Figure 2-10 shows same new workbook, this time with the Orders worksheet selected and the Manage Relationships dialog box open (by clicking the Relationships button on the Data tab or pressing Alt+AA). When Excel imported these two data tables, it automatically picked up on and retained the original relationship between them in the Northwind database, where the CustomerID field is the primary key field in the Customers data table and a foreign key field in the Orders data table.
Figure 2-10: Orders worksheet with the data imported from the Orders data table in the sample Northwind database showing the relationship with the Customers table.
After importing the data, you can then use the Filter buttons attached to the various fields to sort the data (as described in Book VI, Chapter 1) and filter the data (as described earlier in this chapter).
Excel keeps a list of all the external data queries you make so that you can reuse them to import updated data from another database or web page. To reuse a query, click the Connections button on the Data tab (Alt+AO) to open the Workbook Connections dialog box to access this list and then click the name of the query to repeat. You can also use a connection to an external data source when creating a new pivot table so that you can cross tabulate data from related tables in the data model (see Book VII, Chapter 2 for more on creating and using pivot tables).

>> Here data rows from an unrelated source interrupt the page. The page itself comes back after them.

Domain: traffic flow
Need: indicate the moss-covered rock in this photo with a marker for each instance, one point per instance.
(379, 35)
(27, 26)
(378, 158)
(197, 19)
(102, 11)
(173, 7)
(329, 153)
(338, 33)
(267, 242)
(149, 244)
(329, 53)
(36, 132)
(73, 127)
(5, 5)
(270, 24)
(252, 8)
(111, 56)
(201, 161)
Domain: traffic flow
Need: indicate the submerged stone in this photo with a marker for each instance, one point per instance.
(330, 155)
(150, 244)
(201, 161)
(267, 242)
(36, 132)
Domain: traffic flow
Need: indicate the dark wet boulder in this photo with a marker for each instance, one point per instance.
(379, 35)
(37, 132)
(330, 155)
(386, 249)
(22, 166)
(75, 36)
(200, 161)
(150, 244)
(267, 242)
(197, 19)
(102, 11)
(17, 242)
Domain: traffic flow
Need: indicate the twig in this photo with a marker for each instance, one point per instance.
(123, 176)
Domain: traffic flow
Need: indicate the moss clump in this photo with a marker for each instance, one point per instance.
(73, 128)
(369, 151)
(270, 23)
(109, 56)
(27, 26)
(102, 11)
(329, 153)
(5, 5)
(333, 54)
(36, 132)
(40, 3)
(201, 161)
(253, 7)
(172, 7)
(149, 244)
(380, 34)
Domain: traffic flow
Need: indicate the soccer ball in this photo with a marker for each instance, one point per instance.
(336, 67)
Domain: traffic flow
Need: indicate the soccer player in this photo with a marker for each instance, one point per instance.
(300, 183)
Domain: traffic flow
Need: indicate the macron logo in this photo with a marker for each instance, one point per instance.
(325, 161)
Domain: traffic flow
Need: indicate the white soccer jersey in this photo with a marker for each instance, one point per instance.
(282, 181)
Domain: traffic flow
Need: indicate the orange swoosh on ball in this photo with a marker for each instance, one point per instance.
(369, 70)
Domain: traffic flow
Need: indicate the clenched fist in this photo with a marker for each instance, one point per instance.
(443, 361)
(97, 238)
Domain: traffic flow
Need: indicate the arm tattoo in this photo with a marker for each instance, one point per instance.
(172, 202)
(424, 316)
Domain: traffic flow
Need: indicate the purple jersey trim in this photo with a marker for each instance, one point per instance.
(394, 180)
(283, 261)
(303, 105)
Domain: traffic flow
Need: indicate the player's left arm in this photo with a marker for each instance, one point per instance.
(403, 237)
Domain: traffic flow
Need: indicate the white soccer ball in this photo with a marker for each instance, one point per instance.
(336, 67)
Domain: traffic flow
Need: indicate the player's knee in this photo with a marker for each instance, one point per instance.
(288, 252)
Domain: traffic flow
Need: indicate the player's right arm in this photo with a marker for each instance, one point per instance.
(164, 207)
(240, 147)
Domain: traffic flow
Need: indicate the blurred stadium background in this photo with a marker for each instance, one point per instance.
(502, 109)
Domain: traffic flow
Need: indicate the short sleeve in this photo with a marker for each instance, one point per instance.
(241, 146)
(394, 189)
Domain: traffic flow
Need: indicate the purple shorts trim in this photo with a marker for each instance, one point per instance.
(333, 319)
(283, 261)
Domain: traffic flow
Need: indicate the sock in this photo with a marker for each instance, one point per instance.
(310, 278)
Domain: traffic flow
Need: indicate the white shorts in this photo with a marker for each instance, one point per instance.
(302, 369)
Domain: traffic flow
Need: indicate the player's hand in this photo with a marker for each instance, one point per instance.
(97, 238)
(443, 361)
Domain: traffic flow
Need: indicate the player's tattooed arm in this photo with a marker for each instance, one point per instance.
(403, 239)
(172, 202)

Retrieving data from the web
To make a web page query, you click the From Web command button on the Get External Data button’s drop-down menu on the Ribbon’s Data tab or press Alt+AZXFW. Excel then opens the New Web Query dialog box containing the home page for your computer’s default web browser (Internet Explorer in many cases).
To select the web page containing the data you want to import into Excel, you select or type the URL web address of the website containing the data you want to import in the Address text box at the top of the home page in the New Web Query dialog box, as in
http://money.msn.com
If you’ve visited the website before, you can select its URL address by clicking the drop-down button attached to the Address text box and then clicking it in the drop-down list.
When you have the main page of the website displayed in the New Web Query dialog box, you can use the site’s links to find the page that actually contains the data tables you want to import. Excel indicates which tables of information you can import from the web page into the worksheet by adding a check box with an arrowhead pointing right. To import these tables, you simply select this check box to add a check mark to it. (See Figure 2-11.)
Figure 2-11: Selecting stock data tables to import from the MSN Money web page into a new Excel worksheet.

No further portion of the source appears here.